著者の王志強氏については、実のところよくわからない。裏表紙にも生まれた年代や、80年代に訪日して日本との関係は20年で、現在は日中経済協力のコンサルタントだという謎めいた経歴。グーグルで検索しても、この本以外は出てきません。

でも...ひょっとしたら僕の会社と関係の深い、あの会社のあの方かもしれない。

さて読後感。まず総論。

日本の文明や歴史から紐解き、よく調べ上げて書かれていて楽しめました。
これはいわゆる文学作品ではなく、よく出来た雑誌の"日本特集号”といった感じです。

つまり、いろんな諸説をしっかり説明して、日本や日本人を説き起こしていますが、いわゆる”著者の視点”や”新たな日本論”の提示は特にありません。
だから「日本人論」ではなく各方面の論点を集約した「日本人解説書」だと言ってよいでしょう。

しかしだからといって、内容が誤解や偏見に満ちたレベルの低いものではありません。本の帯の言葉にあるように、ナショナリズムや特定の立場に立って記述はかなり抑制されて書かれています。
日本における天皇の位置づけに関する記述や、日本人の働き方など、関心する解説も多くありました。

では、ちょっと本文から、気になる表現をピックアップすると...

日本人の並外れた欧米志向は、実際には片思いに過ぎなかった。「脱亜」こそ成功したかにみえたが、「入欧」については結局のところ、人種、文化、伝統、生活、思考様式、いずれをとっても欧米には受け入れられなかった。実際、欧米人からはエコノミック・アニマル、利己主義、奇怪、偏狭、閉鎖的などといわれ、様々な理由から未だに蔑視されている。
ダーシーさんもご自身のブログで書かれているように、これは現代中国人の日本評の典型的な思考回路です。裏を返せば、ここに書かれていることは、中国人が日本人について、こう思いたいというコンプレックスのようなものが凝縮された考え方だと言えます。
しかし幸いというか、今日の中国の崛起によって、いわゆる欧米の人たちからは、日本人が相対的に見直され、受け入れられてきているという事実があり、逆に日本人はこう思われなくなってきたということです。

日本人は物事を学ぶ時に現象だけを知り原理を知ろうとはしない。他国の先進的な技術と文化を利用して改良を加えるだけで、その原理や背景といった根源的なものに興味を持たない。根本的な「何故」を熟慮しないのである。

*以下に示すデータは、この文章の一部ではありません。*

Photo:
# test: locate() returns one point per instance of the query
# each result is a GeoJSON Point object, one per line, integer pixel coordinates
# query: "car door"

模倣と学習によって自らを発展させるやり方は、最も容易であり、コストを節約でき、スピーディな方法論であり、日本文化の神髄である。そして、このようなやり方を採用するのは世界史上でも日本という国家と民族以外におそらくないであろう。
これが中国人による日本人論であるとしたら、反論するのには大変骨が折れます。
僕の拙い経験から言えば、この言葉はそっくり現代の中国人に向けてお返ししたいと思います。

確かに日本人の発明はそれほど多くはない。その生産能力や開発の結果、経済の実力と比べると、単なる不釣合い以上のものがある。世界の隅々にまで蔓延る日本の製品であるが、その基本原理や理論、技術が日本人の発明によるものは極めて少ない。
この著書が”特集号”に過ぎないとある意味酷評したのは、こういう箇所が原因かもしれません。これも典型的な"思いたい症候群”に属する中国人の考え方だと思います。
実際、世界の核心理論や技術で日本人の発明によるものは、決して少なくありません。ノーベル賞の受賞者や原理特許の数からもそのことがわかります。

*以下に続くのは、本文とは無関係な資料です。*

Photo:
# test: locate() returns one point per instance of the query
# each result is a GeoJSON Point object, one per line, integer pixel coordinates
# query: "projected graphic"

日本人は、自分達をドイツ人と比べるのが好きだ。第二次世界大戦における同じ敗戦国であり、廃墟の中で瞬く間に再興を遂げた国同士である。また戦前の日本はドイツの統治システムおよび教育制度を真似ており、ドイツに対しては今でも強い親近感を抱いているようだ。
う〜ん。誰から教えられたのだろうか。普通の日本人から見ると、ドイツは遠い存在。こんなことはあまり感じませんが。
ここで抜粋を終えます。